I'm writing a Perl program that needs to parse a table written in a Wiki markup language. The table syntax uses the pipe character '|' to separate the columns.
| row 1 cell 1 |row 1 cell 2 | row 1 cell 3|
| row 2 cell 1 | row 2 cell 2 |row 2 cell 3|
A cell may contain zero or more hyperlinks, whose syntax is illustrated by:
[[wiki:path:to:page|Page Title]] or
[[wiki:path:to:page]]
Note that the hyperlink may contain the pipe character. Here, however, it is "quoted" by the [[..]] brackets.
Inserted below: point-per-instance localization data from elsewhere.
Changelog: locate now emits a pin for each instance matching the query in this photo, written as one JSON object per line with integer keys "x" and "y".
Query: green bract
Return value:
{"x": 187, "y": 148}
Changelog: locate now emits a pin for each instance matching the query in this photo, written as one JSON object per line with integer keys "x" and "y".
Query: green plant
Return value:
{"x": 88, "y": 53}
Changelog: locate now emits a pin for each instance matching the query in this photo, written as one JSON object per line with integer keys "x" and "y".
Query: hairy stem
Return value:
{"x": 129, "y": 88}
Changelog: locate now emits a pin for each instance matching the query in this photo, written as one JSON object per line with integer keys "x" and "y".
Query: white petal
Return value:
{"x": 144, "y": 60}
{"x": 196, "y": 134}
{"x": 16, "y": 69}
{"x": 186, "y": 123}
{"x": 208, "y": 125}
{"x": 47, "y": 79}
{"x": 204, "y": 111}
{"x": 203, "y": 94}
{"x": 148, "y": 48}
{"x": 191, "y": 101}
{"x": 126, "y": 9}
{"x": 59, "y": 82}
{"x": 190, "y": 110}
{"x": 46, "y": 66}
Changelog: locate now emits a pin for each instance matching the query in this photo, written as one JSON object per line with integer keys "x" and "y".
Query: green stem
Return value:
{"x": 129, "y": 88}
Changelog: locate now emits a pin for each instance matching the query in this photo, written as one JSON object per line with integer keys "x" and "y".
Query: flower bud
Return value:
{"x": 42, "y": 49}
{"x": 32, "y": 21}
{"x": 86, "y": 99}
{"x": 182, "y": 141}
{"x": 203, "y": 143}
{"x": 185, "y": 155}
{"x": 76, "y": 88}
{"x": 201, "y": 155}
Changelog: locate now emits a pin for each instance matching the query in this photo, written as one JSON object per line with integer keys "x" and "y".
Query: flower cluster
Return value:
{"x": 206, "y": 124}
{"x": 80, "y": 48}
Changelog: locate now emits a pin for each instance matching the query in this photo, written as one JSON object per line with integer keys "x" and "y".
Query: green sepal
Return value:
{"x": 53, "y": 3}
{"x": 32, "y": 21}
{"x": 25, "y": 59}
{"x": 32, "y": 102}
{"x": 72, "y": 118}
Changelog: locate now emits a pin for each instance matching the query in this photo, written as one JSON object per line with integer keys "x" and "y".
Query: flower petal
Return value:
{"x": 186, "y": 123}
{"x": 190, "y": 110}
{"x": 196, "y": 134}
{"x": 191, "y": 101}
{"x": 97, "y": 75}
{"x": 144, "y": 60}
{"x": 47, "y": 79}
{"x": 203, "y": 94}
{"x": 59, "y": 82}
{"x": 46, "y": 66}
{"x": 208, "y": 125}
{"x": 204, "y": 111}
The hyperlink syntax may not be nested.
In order to match and capture the first cell in each of these table rows,
| Potatoes [[path:to:potatoes]] | Daisies |
| Kiki fruit [[path:to:kiwi|Kiwi Fruit]] | Lemons|
I tried:
qr{\| # match literal pipe
(.*? # non-greedy zero or more chars
(?:\[\[.*?\]\]) # a hyperlink
.*?) # non-greedy zero or more chars
\|}x # match terminating pipe
It worked, and $1 contained the cell contents.
Then, to match
| Potatoes | Daisies |
I tried making the hyperlink optional:
qr{\| # match literal pipe
(.*? # non-greedy zero or more chars
(?:\[\[.*?\]\])? # <-- OPTIONAL hyperlink
.*?) # non-greedy zero or more chars
\|}x # match terminating pipe
This worked, but when parsing
| Kiki fruit [[path:to:kiwi|Kiwi Fruit]] | Lemons|
I only got
Kiki fruit [[path:to:kiwi
So evidently, given the option, it decided to disregard the hyperlink pattern and treat the embedded pipe as a column delimiter.
Here I'm stuck. And I still haven't dealt with either the possibility of the hyperlink occurring more than once in a cell, or with giving back the trailing pipe to be the leading pipe on the next iteration.
It isn't necessary that the regexp be used within Perl's split
function -- I can write the splitting loop myself if it's easier. I see many similar questions being asked, but none seem to deal closely enough with this problem.
$ perl -MRegexp::Common -E '$_=shift; while (
/\| # beginning pipe, and consume it
( # capture 1
(?: # inside the pipe we will do one of these:
$RE{balanced}{-begin=>"[["}{-end=>"]]"} # something with balanced [[..]]
|[^|] # or a character that is not a pipe
)* # as many of those as necessary
) # end capture one
(?=\|) # needs to go to the next pipe, but do not consume it so g works
/xg
) { say $1 }' '| Kiki fruit [[path:to:kiwi|Kiwi Fruit]] | Lemons|'
Kiki fruit [[path:to:kiwi|Kiwi Fruit]]
Lemons
This seems to extract the ones you're looking for. However, I suspect you're better off with a proper parser for this language. I'd be surprised if there wasn't something on cpan, but even if not, writing a parser for this may still be better especially as you start to get more weird things in your tables that you need to handle.